OCaml.org is using an opam switch that is local and bound to a pinned commit in opam-repository
. This is intended to protect the build from upstream regressions. The opam repository is specified in three (3) places:
Dockerfile
Makefile
.github/workflows/*.yml
When bringing up OCaml.org to a newer pin, the commit hash found it those files must be changed all at once.
Once the opam repo pin is updated, the local switch must be updated using the following command:
opam repo set-url pin git+https://github.com/ocaml/opam-repository#<commit-hash>
Where <commit-hash>
is the pinned hash specified in the files mentioned above.
Once this is done, you can run opam update
and opam upgrade
. If OCamlFormat
was upgraded in the process, the files .ocamlformat
and
.github/workflows/ci.yml
must be modified with the currently installed version
of OCamlFormat.
The following snippet describes the repository structure:
.
├── asset/
| The static assets served by the site.
│
├── data/
| Data used by OCaml.org in Yaml and Markdown format.
│
├── playground/
│ The source and generated assets for the OCaml Playground
│
├── src
│ ├── global
│ │ Project wide definitions
│ │
│ ├── ocamlorg_data
│ │ The result of compiling all of the information in `/data` into OCaml modules.
│ │
│ ├── ocamlorg_frontend
│ │ All of the front-end code primarily using .eml files (OCaml + HTML).
│ │
│ ├── ocamlorg_package
│ │ The library for constructing opam-repository statistics and information (e.g. rev deps).
│ │
│ └── ocamlorg_web
│ The main entry-point of the server.
│
├── tool/
│ Sources for development tools such as the `ocamlorg_data` code generator.
│
├── dune
├── dune-project
│ Dune file used to mark the root of the project and define project-wide parameters.

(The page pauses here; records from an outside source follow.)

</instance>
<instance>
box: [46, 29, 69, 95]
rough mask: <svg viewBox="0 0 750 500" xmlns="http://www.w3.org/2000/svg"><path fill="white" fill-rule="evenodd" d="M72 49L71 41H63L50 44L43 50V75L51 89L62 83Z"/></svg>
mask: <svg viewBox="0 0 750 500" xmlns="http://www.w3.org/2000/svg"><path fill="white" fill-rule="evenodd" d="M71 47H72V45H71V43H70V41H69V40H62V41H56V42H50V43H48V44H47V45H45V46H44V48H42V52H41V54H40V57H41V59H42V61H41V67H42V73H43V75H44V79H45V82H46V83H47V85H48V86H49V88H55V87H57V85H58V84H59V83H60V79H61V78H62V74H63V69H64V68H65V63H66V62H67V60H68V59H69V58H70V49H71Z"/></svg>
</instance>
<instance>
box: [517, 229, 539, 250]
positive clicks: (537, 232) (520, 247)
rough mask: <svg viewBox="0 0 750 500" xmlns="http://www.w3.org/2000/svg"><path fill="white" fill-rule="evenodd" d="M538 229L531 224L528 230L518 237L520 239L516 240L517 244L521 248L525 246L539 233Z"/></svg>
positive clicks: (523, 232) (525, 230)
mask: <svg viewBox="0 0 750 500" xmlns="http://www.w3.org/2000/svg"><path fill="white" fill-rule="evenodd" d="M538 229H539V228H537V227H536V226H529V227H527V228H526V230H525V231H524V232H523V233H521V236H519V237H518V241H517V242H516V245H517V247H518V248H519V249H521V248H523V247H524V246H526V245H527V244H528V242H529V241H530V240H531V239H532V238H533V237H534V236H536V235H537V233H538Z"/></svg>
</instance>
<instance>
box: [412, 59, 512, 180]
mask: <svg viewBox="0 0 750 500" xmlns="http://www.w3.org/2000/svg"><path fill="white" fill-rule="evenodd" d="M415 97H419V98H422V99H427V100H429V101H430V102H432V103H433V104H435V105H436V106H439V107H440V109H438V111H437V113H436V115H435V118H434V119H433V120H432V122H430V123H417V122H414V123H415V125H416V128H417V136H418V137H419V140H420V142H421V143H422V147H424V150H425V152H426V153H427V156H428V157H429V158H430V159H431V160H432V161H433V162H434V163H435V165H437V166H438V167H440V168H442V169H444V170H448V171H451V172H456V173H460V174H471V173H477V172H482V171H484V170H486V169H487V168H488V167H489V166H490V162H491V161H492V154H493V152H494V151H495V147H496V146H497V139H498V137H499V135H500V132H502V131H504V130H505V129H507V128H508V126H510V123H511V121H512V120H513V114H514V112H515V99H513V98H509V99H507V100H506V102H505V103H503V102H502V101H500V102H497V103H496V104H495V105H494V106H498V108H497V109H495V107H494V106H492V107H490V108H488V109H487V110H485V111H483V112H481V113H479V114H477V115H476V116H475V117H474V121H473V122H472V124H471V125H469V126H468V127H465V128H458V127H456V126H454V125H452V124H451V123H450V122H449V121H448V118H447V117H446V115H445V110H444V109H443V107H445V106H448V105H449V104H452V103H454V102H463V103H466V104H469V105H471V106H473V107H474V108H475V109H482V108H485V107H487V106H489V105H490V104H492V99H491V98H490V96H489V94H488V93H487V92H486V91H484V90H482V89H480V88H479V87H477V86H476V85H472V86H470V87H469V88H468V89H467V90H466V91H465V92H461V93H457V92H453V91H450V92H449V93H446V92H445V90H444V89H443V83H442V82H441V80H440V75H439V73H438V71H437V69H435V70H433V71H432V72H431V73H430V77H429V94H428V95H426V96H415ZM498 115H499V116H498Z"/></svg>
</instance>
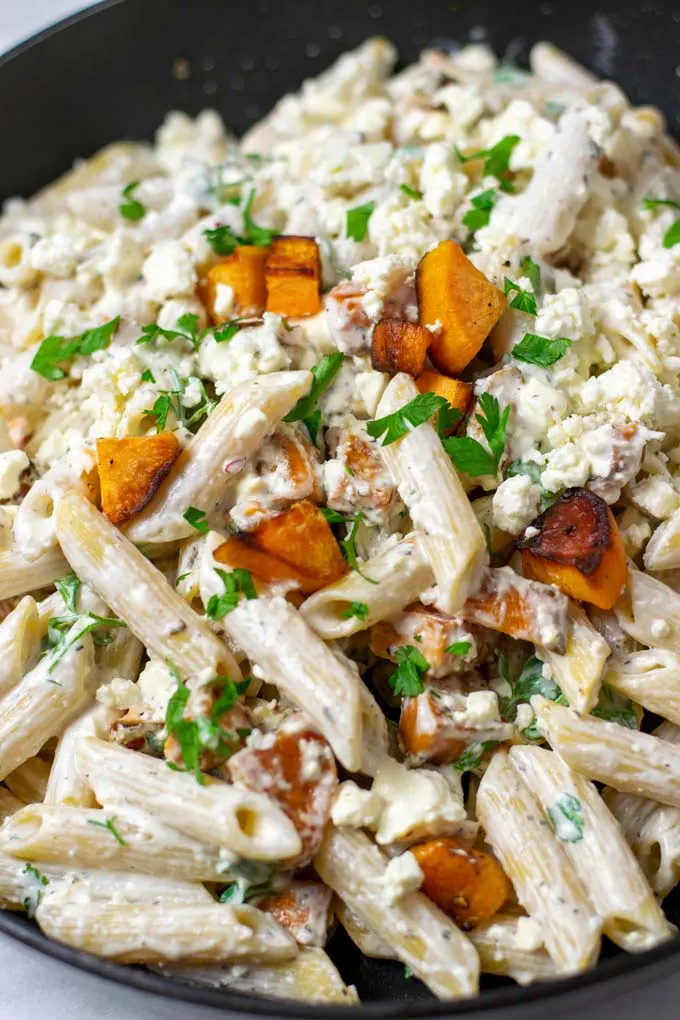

│ For the documentation of the syntax, see https://dune.readthedocs.io/en/stable/dune-files.html#dune-project.
│
├── ocamlorg.opam
├── ocamlorg.opam.template
│ opam package definitions.
│
├── CONTRIBUTING.md
│
├── Dockerfile
│ Dockerfile used to build and deploy the site in production.
│
├── LICENSE
├── LICENSE-3RD-PARTY
│ Licenses of the source code, data and vendored third-party projects.
│
├── Makefile
│ `Makefile` containing common development commands.
│
├── README.md
│
└── tailwind.config.js
Configuration used by TailwindCSS to generate the CSS file for the site.